Reporting on this event each of the last four years I have come to appreciate the Gemboree in many different ways. On one occasion my appreciation grew after getting my hands dirty while searching for semi-precious stones at the Bear Lake Diggings site. Another year I remember feeling inspired after speaking with a healthy variety of experts, vendors and visitors from around the world while shopping for treasures in and outside the arena and the Bancroft Curling Club. Each year though there is something different about the event that strikes me as special. This year, like the last three was no different.
Taking part in The Fossil Guy, Bob O’Donnell’s workshop on Saturday afternoon at the Bancroft Curling Club was the defining moment of this year’s event for me. His passion for fossils and all things prehistoric was obvious as he enthusiastically provided the audience of all ages with an education regarding: what fossils are, how they are made and what they have to teach us.
After his PowerPoint presentation O’Donnell answered questions from the group and then invited everyone up for a close look at his fossil collection. With fossils on display such as: a 110 million-year-old Vinctifer Fish, a pair of un-hatched Hadrosaur eggs and the tooth from the gigantic prehistoric shark known as the Megalodon, the children weren’t the only ones in the room with their jaws on the floor in amazement.

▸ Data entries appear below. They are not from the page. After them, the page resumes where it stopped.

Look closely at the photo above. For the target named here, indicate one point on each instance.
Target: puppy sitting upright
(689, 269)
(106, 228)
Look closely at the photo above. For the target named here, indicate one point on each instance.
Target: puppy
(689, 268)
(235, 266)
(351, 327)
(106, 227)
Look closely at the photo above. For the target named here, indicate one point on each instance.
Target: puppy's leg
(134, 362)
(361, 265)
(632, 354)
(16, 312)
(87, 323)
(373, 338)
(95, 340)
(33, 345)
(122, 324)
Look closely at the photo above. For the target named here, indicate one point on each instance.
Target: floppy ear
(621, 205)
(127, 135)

Speaking with O’Donnell afterwards his passion for fossils and dinosaurs was infectious.
Every time he revealed and described another fossil in his collection the crowd around him would gasp in astonishment.
Soon after his presentation I found myself snorkeling in Bay Lake admiring the porous stone along its shores as I searched for a few fossilized pieces of the local puzzle.
Preserved in pockets of prehistoric sediment beneath us are not just the remnants of animals and plants long expired; also preserved in nature’s death bed is the story of how they lived. Fossils provide us with insight into how life on this planet lived and evolved before the birth of humanity. These stories left behind in stone, sand and sediment were scribed by nature without the influence of the human hand or mind. Chipping away at the layers and brushing aside the dust that has covered up these windows to the past, we find a portrait of a piece of ourselves. By studying fossils we also find a very important chapter in the history of our own species…the first one.